Automatically find and load models.

Parameters
  • model_dir (str) – Directory to save models.

  • model_map (Dict[str, torch.nn.modules.module.Module]) – Model saving map.

  • version (int) – Version to load, if specified, otherwise automatically find the latest version.

  • quiet (bool) – Raise no error if no valid version could be found.

  • logger (Any) – Logger to use.

machin.utils.prepare.prep_load_state_dict(model, state_dict)[source]

Automatically load a loaded state dictionary

Note

This function handles tensor device remapping.

Parameters
  • model (torch.nn.modules.module.Module) –

  • state_dict (Any) –

save_env

class machin.utils.save_env.SaveEnv(env_root, restart_from_trial=None, time_format='%Y_%m_%d_%H_%M_%S')[source]

Bases: object

Create the default environment for saving. creates something like:

<your environment root>
├── config
├── log
│   ├── images
│   └── train_log
└── model
Parameters
  • env_root (str) – root directory for all trials of the environment.

  • restart_from_trial (Optional[str]) – instead of creating a new save environment for a new trial, use a existing save environment of an older trial, old trial name should be in format time_format

clear_trial_config_dir()[source]
clear_trial_image_dir()[source]
clear_trial_model_dir()[source]
clear_trial_train_log_dir()[source]
create_dirs(dirs)[source]

Create additional directories in root.

Parameters

dirs (Iterable[str]) – Directories.

get_trial_config_dir()[source]
get_trial_image_dir()[source]
get_trial_model_dir()[source]
get_trial_root()[source]
get_trial_time()[source]
get_trial_train_log_dir()[source]
remove_trials_older_than(diff_day=0, diff_hour=1, diff_minute=0, diff_second=0)[source]

By default this function removes all trials started one hour earlier than current time.

Parameters
  • diff_day (int) – Difference in days.

  • diff_hour (int) – Difference in hours.

  • diff_minute (int) – Difference in minutes.
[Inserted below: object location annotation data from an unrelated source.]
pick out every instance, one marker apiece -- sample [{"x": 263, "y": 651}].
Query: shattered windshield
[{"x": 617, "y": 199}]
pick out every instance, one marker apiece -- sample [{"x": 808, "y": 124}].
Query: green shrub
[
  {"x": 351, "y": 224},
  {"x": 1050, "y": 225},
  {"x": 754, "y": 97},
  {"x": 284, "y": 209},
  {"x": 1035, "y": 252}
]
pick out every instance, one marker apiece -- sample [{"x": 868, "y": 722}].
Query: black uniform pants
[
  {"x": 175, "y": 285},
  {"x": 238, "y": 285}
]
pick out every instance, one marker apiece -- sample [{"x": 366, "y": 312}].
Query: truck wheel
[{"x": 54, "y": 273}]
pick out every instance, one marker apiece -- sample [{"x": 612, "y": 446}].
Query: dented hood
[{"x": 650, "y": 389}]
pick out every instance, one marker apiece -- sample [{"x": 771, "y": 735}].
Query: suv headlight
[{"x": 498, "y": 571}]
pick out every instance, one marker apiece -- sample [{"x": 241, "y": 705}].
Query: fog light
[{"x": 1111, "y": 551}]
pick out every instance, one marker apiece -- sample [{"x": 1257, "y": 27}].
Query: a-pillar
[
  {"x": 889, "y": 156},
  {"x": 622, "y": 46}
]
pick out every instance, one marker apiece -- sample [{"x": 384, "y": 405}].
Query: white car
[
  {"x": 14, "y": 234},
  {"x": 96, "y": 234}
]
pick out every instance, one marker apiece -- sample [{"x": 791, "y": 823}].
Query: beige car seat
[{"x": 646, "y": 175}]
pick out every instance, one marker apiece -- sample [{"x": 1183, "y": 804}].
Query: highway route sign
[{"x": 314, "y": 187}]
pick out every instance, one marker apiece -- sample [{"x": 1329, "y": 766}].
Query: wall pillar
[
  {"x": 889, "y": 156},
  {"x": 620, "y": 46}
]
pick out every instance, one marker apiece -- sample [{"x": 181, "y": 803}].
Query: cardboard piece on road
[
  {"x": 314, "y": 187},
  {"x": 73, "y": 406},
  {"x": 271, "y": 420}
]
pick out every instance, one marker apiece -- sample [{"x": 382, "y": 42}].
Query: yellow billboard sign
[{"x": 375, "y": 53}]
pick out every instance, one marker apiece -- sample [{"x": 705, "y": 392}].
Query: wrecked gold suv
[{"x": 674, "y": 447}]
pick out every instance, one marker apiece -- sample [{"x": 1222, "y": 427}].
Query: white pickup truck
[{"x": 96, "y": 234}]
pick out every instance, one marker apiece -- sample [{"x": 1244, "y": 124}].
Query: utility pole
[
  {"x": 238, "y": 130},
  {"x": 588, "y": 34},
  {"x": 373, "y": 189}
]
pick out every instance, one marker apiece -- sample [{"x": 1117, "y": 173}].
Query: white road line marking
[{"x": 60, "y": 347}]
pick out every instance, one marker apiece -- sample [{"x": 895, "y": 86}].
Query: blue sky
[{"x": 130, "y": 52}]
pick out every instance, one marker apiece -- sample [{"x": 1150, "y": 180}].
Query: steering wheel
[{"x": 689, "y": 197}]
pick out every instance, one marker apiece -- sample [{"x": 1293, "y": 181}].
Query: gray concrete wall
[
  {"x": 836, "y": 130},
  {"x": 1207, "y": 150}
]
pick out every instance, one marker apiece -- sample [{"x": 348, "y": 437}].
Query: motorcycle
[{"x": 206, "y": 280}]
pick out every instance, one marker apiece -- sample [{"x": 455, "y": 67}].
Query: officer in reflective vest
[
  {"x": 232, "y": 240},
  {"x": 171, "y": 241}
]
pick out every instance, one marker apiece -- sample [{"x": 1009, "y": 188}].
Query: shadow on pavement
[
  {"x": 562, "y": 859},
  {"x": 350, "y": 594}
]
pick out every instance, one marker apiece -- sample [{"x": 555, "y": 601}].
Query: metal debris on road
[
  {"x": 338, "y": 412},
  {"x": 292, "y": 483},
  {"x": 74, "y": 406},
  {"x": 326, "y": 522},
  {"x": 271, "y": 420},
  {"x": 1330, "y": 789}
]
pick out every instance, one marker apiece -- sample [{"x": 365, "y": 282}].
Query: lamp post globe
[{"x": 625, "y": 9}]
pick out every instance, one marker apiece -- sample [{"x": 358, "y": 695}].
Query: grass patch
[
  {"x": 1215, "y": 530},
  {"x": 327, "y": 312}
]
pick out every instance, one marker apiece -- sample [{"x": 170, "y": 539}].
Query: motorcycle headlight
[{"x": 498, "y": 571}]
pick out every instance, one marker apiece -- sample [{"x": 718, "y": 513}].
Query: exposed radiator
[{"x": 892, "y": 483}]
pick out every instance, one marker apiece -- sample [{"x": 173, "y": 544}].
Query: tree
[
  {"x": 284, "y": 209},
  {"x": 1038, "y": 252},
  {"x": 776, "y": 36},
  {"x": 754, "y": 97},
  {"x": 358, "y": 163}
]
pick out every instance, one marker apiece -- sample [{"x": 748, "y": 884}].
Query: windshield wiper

  • diff_second (int) – Difference in seconds.

tensor_board

machin.utils.tensor_board.default_board

The default global board.

class machin.utils.tensor_board.TensorBoard[source]

Bases: object

Create a tensor board object.

writer

SummaryWriter of package tensorboardX.

init(*writer_args)[source]
is_inited()[source]

Returns: whether the board has been initialized with a writer.

Return type

bool

visualize

machin.utils.visualize.visualize_graph(final_tensor, visualize_dir='', exit_after_vis=True)[source]

Visualize a pytorch flow graph

Parameters
  • final_tensor – The last output tensor of the flow graph

  • visualize_dir – Directory to place the visualized files

  • exit_after_vis – Whether to exit the whole program after visualization.